Patients received pembrolizumab; those patients who had evidence of responsive disease could stay on study until they achieved no more clinical benefit. They could be taken off study if necessary for a transplant. Patients with progressive disease were discontinued.
Baseline characteristics: the follow-up of this study is somewhat shorter than nivolumab. 29 patients will be discussed today, the median age is 32; remember the median age of Hodgkin lymphoma in the United States is 28. Patients had a good performance status. The number of prior therapies were greater than five in more than half. All the patients failed brentuximab vedotin or brentuximab vedotin failed the patient, whichever you believe is the right terminology. The majority of patients failed a stem cell transplant.

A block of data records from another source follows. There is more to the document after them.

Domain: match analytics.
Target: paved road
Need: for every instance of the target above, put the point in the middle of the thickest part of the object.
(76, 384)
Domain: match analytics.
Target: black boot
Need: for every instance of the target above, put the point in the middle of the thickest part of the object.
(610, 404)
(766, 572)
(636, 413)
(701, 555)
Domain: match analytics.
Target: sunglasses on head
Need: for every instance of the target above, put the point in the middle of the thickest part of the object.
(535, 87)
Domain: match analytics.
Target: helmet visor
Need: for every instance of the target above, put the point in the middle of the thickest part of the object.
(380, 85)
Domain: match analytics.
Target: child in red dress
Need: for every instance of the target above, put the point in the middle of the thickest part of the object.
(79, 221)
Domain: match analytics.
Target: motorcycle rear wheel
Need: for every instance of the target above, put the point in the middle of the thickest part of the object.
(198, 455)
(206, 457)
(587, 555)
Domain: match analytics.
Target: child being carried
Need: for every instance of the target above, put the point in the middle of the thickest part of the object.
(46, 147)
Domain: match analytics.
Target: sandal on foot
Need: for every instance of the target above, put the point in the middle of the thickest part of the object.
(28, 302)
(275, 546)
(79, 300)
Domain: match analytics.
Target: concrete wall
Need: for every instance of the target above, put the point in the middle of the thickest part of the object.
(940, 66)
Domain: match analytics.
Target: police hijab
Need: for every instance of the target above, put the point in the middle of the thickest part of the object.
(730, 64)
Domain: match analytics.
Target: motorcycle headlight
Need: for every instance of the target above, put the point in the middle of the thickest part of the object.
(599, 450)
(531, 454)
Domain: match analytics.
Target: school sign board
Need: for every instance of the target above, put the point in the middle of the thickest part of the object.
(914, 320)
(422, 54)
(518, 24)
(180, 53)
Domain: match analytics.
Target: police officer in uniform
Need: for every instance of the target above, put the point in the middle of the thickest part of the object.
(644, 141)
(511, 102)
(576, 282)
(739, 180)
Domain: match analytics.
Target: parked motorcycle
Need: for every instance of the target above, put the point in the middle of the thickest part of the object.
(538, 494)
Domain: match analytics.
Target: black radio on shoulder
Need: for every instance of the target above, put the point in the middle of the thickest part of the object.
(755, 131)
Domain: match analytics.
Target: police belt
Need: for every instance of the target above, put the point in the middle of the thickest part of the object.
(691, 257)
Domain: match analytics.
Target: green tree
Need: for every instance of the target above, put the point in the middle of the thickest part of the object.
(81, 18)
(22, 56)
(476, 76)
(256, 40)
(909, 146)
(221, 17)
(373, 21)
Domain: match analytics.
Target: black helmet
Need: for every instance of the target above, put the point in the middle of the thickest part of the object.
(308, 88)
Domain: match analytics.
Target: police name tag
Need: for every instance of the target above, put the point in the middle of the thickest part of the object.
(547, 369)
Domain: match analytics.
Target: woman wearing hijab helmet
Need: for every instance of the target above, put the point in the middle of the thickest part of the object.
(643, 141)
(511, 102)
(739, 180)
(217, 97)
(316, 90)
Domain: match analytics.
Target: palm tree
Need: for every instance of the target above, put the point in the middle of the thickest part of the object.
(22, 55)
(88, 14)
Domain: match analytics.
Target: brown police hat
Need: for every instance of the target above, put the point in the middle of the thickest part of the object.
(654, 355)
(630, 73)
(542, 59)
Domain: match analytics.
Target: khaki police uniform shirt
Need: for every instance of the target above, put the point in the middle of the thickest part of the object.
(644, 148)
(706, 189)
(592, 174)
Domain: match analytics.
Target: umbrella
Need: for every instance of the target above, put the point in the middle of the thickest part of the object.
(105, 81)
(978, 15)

Concerning adverse events an extremely well tolerated treatment, a few grade 3 events. Actually the patient who had hypoxia did not have pneumonitis. One patient had axillary pain that was severe at the tumour site, probably related to tumour inflammation, but very few events.

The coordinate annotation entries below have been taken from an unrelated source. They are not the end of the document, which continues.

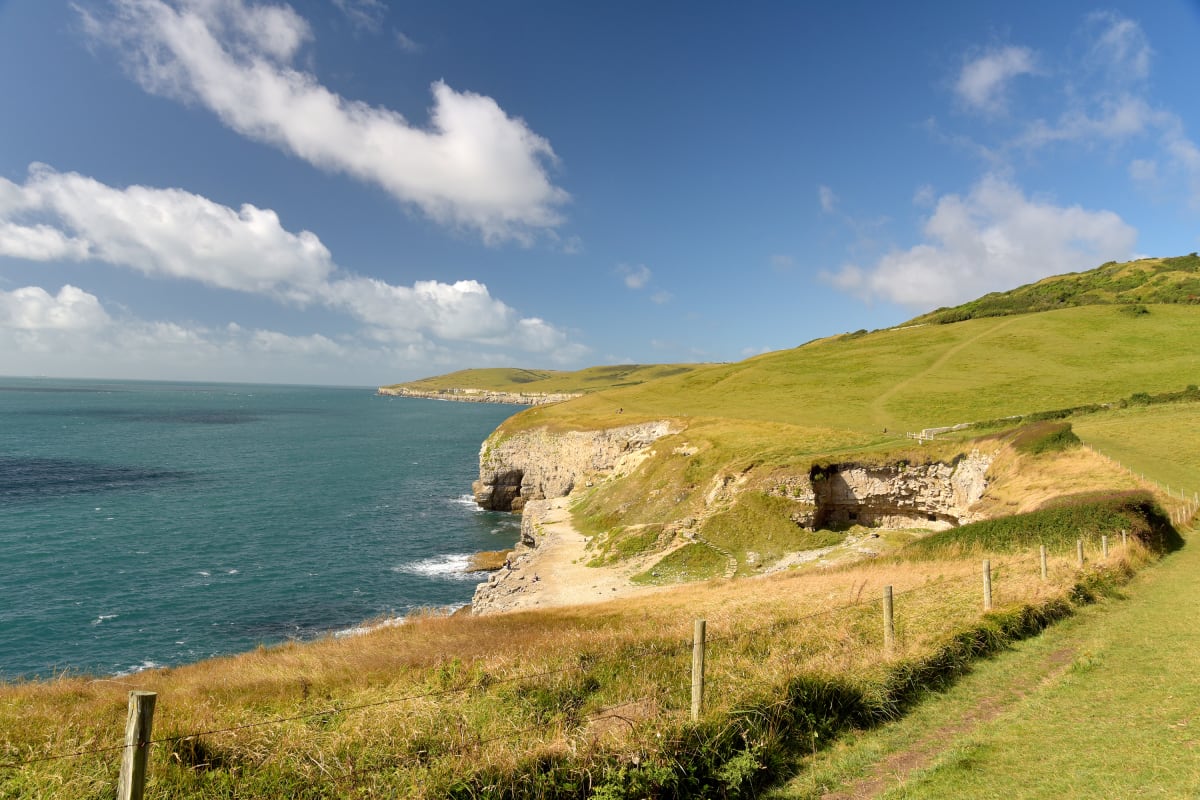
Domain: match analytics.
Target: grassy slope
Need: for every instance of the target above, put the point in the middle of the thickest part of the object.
(829, 396)
(774, 415)
(1145, 281)
(549, 382)
(906, 379)
(1101, 705)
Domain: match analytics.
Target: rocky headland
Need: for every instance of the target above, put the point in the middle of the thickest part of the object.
(534, 473)
(478, 395)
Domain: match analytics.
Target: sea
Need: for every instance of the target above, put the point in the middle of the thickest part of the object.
(151, 524)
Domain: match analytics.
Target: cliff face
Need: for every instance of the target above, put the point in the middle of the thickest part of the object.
(535, 464)
(478, 396)
(935, 495)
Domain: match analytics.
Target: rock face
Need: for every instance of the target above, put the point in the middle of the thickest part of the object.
(537, 464)
(478, 396)
(935, 495)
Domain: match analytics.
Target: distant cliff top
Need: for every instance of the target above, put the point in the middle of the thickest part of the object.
(1174, 281)
(533, 386)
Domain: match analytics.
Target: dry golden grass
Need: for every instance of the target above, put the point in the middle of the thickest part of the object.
(405, 709)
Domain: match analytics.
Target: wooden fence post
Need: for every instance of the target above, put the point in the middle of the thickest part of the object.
(889, 629)
(987, 584)
(136, 755)
(697, 669)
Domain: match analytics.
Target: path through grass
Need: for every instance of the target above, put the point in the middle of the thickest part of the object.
(1104, 705)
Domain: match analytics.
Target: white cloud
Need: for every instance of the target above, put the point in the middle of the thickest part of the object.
(635, 277)
(473, 167)
(1144, 170)
(983, 80)
(1120, 47)
(366, 14)
(993, 239)
(39, 242)
(407, 43)
(781, 263)
(33, 308)
(162, 233)
(827, 198)
(175, 234)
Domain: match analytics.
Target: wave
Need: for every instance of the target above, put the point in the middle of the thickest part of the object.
(451, 566)
(142, 667)
(390, 621)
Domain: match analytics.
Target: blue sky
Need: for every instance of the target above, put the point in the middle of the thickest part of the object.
(360, 192)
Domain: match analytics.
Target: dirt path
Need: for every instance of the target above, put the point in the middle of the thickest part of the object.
(555, 572)
(1105, 699)
(879, 405)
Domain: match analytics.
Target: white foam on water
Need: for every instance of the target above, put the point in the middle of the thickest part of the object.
(359, 630)
(391, 621)
(451, 566)
(142, 667)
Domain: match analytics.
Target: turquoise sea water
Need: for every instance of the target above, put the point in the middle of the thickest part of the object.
(150, 524)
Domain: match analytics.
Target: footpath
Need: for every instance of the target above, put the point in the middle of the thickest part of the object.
(1105, 704)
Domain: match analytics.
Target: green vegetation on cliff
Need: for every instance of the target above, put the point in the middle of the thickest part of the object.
(1145, 281)
(549, 382)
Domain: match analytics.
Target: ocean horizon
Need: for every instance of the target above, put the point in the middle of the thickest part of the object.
(156, 523)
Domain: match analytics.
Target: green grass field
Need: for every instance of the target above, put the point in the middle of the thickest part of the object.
(1080, 685)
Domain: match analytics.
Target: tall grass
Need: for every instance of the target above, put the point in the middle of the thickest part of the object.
(553, 704)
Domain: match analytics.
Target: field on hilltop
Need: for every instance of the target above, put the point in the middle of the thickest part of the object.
(547, 382)
(919, 377)
(1080, 417)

Here’s the waterfall plot which is really quite good. Almost all the patients had some evidence of tumour shrinkage. The complete responses are in red, partial responses in light blue, stable disease is in purple. This is anti-tumour activity based upon investigator review. These are the cohorts, kind of divided between transplant ineligible and transplant eligible. The overall response rate is 66%; 6 patients had a complete response based upon PET imaging, a number of patients had stable disease. I actually think stable disease is quite important with these checkpoint inhibitors, I’ll show you that in the next slide. But the clinical benefit rate is 86%.

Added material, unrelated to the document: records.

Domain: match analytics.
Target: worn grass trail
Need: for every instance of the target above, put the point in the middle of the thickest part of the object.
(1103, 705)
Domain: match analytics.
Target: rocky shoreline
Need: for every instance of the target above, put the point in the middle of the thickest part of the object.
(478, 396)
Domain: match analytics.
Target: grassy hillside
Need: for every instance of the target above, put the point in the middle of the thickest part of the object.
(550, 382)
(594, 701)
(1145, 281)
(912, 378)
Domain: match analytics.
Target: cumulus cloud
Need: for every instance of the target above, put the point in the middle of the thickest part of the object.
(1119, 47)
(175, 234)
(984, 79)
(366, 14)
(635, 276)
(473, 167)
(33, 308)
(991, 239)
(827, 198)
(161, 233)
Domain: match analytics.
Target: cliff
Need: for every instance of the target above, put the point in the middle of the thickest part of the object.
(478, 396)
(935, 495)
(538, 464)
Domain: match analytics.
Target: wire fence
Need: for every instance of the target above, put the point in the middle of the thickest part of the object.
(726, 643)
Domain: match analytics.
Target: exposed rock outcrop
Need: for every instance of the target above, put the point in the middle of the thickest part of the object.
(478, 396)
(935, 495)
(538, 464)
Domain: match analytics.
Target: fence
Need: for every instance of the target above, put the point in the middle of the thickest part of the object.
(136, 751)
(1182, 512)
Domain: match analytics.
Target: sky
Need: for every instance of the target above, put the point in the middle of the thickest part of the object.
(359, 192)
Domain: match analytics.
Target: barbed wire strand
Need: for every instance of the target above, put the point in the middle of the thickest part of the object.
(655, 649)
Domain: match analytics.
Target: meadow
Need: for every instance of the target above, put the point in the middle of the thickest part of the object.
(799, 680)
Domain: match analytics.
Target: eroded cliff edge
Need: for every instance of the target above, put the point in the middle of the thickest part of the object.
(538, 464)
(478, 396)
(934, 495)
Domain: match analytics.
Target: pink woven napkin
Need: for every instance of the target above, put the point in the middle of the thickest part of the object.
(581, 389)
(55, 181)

The reason I think it’s important is that some of the patients who have been on the longest treatment actually have stable disease. In fact, the top person who has stable disease had tumour shrinkage by about a third, and this patient continues to get therapy. The median duration of response has not been reached on the study thus far. 20 patients of the 29 patients are still on treatment.
So, in conclusion, pembrolizumab has excellent activity in patients with heavily pre-treated Hodgkin lymphoma in a cohort of patients who all previously failed brentuximab vedotin. The CR rate was 21%, the overall response rate was 66%, the clinical benefit rate 25 of 29 patients. The safety profiles of these drugs are really quite good, very little grade 3 or 4 toxicity. Among the patients that we did stain for PD-L1 100% of the samples did stain for PD-L1.
I do believe that the results of this study should implore really both companies to continue our research with PD-1 inhibitors in a variety of subsets of patients with classical Hodgkin lymphoma.